Application of the test to this case
13. There is no basis for suggesting that a new matter has emerged that was not taken into account by the sentencing judge and which would merit a review of the minimum term. Nor is there any basis for concluding that there is a risk to the Applicant’s development which merits a review of the minimum term.
14. So far as the question of exceptional progress is concerned, it is to the Applicant’s credit that he has engaged with a number of courses, and that he has secured and retained enhanced privilege status, and that he has been free of adjudications for over a year. There are signs that he is more mature and that his behaviour in prison has improved.
15. However, I do not consider that he has made exceptional progress within the meaning of the NOMS guidance. He has a very large number of adjudications, and it is only relatively recently that there have begun to be some signs of change.
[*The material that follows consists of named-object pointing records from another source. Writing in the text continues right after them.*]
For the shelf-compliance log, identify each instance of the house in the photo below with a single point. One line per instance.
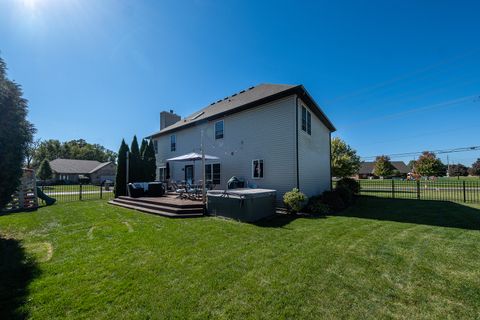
(271, 136)
(367, 168)
(69, 170)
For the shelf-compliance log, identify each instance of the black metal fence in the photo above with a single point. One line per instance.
(443, 190)
(78, 192)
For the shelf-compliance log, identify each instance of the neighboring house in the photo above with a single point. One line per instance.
(367, 168)
(69, 170)
(271, 136)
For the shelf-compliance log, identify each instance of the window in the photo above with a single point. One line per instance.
(173, 142)
(306, 121)
(162, 174)
(219, 129)
(212, 173)
(257, 168)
That is not sufficient to merit a recommendation for a review of the minimum term.
Outcome
16. The Applicant is beginning to make some progress and is to be commended for that. However, having regard to the relatively short time over which that change has taken place, the progress is not exceptional within the meaning of the NOMS guidance, and there is no other reason to recommend a reduction in the minimum term.